Aquilo que perdi
“A arte de perder não é nenhum mistério;
Tantas coisas contêm em si o acidente
De perdê-las, que perder não é nada sério.” - Elizabeth Bishop
Elizabeth Bishop tem um poema chamado “A arte de perder”, no qual pode-se perceber que o “ato de perder” relaciona-se com a arte, porque a perda pode ser inexplicável, silenciosa e precisa necessariamente ser aprendida.
Pode ser provável que o poema de Elizabeth Bishop tenha a intenção de mostrar a si mesma que o ato de perder é irrelevante. Ela demonstra um modo de lidar com a perda, “reconhecendo as pequenas coisas que perdemos todos os dias e olhando para o panorama geral da vida e todas as coisas que perdemos que são, objetivamente, não desastrosas (...)”.
Por isso, vou escrever sobre a minha arte de perder. Destarte, por mais que elas sejam desastrosas, ambas contém a arte da perda.
Eu poderia passar muito tempo aqui, afinal, já perdi muitas amizades que eu considerava. Muitas pessoas. Não apenas para a perda natural da vida, que talvez seja em algum sentido mais fácil de aceitar. Às vezes perdi porque simplesmente o tempo separou.
Acho que a principal perda que, talvez, seja a mais dolorosa possível tenha sido meu melhor amigo. Foi uma perda natural, eu não esperava que fosse acontecer, por mais que ele tivesse idade suficiente para isso. Não escrevo muito sobre ele, porque não quero que seja dito os verbos no passado. Como se já tivesse superado. Certamente, eu nunca vou aceitar que ele está apenas no que medito. E, prometo, aqui eternizar. Para nunca o pretérito utilizar.
Com ele, perdi as minhas idas ao asilo. Ninguém nunca me perguntou porque parei de ir, mas eu simplesmente não consigo pisar lá. Eu não consigo nem passar em frente. Eu espero que algum dia, essa arte me faça enfrentar esse luto interminável.
Logo em seguida, perdi meus amigos. Ou pelo menos, aqueles que acreditava que eram. Eu gostava de zoar no grupo e bancar a mãe. Esses dias a minha irmã disse que vou "precisar ter uns 500 filhos para gastar essa energia que tem. Se você tiver só um, eu vou ter dó dele”. Porque, realmente, eu tenho muita energia e nunca tinha reparado nisso. Acho que essa época que perdi me deixou bem claro isso.

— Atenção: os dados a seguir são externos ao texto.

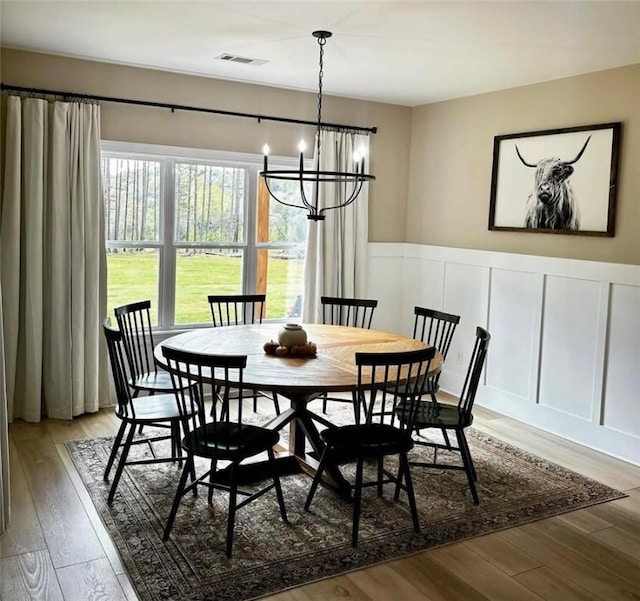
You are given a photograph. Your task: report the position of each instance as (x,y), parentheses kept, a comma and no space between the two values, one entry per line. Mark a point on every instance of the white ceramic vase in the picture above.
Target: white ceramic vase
(292,334)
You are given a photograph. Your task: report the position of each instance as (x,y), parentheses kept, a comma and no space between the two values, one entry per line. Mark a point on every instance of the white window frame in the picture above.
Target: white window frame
(168,156)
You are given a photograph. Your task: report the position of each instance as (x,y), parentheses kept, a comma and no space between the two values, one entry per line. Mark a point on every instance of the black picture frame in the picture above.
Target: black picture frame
(556,181)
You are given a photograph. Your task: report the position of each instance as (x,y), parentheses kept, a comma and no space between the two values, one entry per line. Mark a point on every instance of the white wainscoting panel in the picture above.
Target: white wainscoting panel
(514,323)
(565,348)
(466,290)
(386,281)
(423,288)
(623,361)
(568,350)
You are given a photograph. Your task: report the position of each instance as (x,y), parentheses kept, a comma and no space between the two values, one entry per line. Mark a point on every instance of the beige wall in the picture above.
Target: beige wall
(432,163)
(451,157)
(389,148)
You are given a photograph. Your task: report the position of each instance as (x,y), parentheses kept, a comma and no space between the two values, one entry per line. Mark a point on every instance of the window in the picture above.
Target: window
(181,224)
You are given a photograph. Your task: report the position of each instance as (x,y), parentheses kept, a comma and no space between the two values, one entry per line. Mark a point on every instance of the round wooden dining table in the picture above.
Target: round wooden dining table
(300,380)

Por mais que, muitas vezes, olho com bom olhar para eles, não sinto tanta falta. Sei que cada um seguiu por um caminho diferente e só alguns restaram. Mas, já não é a mesma coisa. Não me sinto bem quando falo com algum deles, então prefiro deixá-los para arte. Que ela cuide de mantê-los bem na minha memória.
Perdi literalmente todos os meus amigos, que acreditava mesmo que eram reais. Não tem um que sobrou e isso é horrível. Passei um tempo lamentando a perda, xingando, depois procurando por eles, depois xingando de novo e, por fim, aceitando. Como disse Caio Fernando Abreu, perder alguém na vida “dói mais fundo - porque se poderia ter, já que está vivo.”. Demora tempo para aceitar essas perdas, mas basta aceitar que as coisas mudaram e seguir.
A arte de perder, também contém em si o renovar. Perder significa necessariamente encontrar novos caminhos, porque se você perdeu o seu, precisará ter algo para substituí-lo. Encontrar outro livro, com outros personagens e escrever outra história. Tive que sair com uma amiga (que tive que reviver também) para fazer pelo menos alguns. Mas nunca é a mesma coisa, você conversa com pessoas e entra em grupos, mas aquele nunca é o seu. Não até torná-lo seu.
Enfim, a experiência de perder é necessária, porque faz parte do caminhar da vida e é, desse modo, que se encontram novas formas de continuá-la.